Let us explain the concept further through the following flow diagrams. Consider a function f(x) = 4x - 7. The flow diagram of this function is drawn below.

Flow diagram of an original function Flow diagram of an original function

This flow diagram shows that when x is multiplied by 4, we get 4x. Finally, after subtracting 7 from 4x, we get the original function f(x) = 4x - 7.

Now, we will reverse all the arithmetic operations of the function f(x) = 4x - 7 to get its inverse function. The flow diagram of the anti function of f(x) = 4x - 7 will look like this:

Flow diagram of an inverse function Flow diagram of an inverse function

 

The above flow diagram shows that when 7 is added to y, we get y + 7. After dividing by 4, we get the function g(x) = \frac{y + 7} {4}.

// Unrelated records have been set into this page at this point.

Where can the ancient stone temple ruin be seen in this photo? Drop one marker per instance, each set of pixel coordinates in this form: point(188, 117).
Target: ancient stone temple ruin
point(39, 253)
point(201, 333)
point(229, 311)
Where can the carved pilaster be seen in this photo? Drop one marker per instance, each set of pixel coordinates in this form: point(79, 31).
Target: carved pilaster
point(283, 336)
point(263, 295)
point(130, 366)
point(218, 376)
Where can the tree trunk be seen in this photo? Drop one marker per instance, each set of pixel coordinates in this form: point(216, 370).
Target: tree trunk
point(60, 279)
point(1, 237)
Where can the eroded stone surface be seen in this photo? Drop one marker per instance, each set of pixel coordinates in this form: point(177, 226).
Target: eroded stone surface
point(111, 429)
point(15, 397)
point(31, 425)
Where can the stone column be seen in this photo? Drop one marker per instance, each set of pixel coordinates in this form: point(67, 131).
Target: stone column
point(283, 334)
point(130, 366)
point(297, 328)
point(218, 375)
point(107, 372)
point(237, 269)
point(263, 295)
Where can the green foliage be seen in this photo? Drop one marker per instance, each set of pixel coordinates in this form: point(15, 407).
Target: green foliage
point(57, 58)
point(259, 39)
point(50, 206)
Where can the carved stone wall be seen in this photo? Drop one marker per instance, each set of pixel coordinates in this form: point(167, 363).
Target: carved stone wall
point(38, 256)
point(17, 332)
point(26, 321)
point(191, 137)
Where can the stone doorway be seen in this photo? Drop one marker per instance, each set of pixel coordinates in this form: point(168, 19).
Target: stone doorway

You can also compare and contrast the flow diagrams of the function and its inverse. If the original function goes through multiplication by 4, then while finding its inverse, the function is divided by 4. The same happens with the other arithmetic operations such as addition and subtraction. This shows that the arithmetic operations are reversed in the inverse function.

Example 1

If f(x) = x ^3, then find f(x) and  f ' (x) for the following input values.

a) x = 3

b) x = 5

Solution

a) x = 3

Put x = 3 into the function f(x) = x ^3.

f(3) = 3 ^3 = 27

27 is the output of the original function. if we input the value of x = 3. Now, let us find the inverse of the function.

f ' (27) = \sqrt[3]{27} = 3

b) x = 5

Put x = 5 into the function f(x) = x ^3.

f(5) = 5 ^3 = 125

125 is the output of the original function, if we input the value of x = 3. Now, let us find the inverse of the function.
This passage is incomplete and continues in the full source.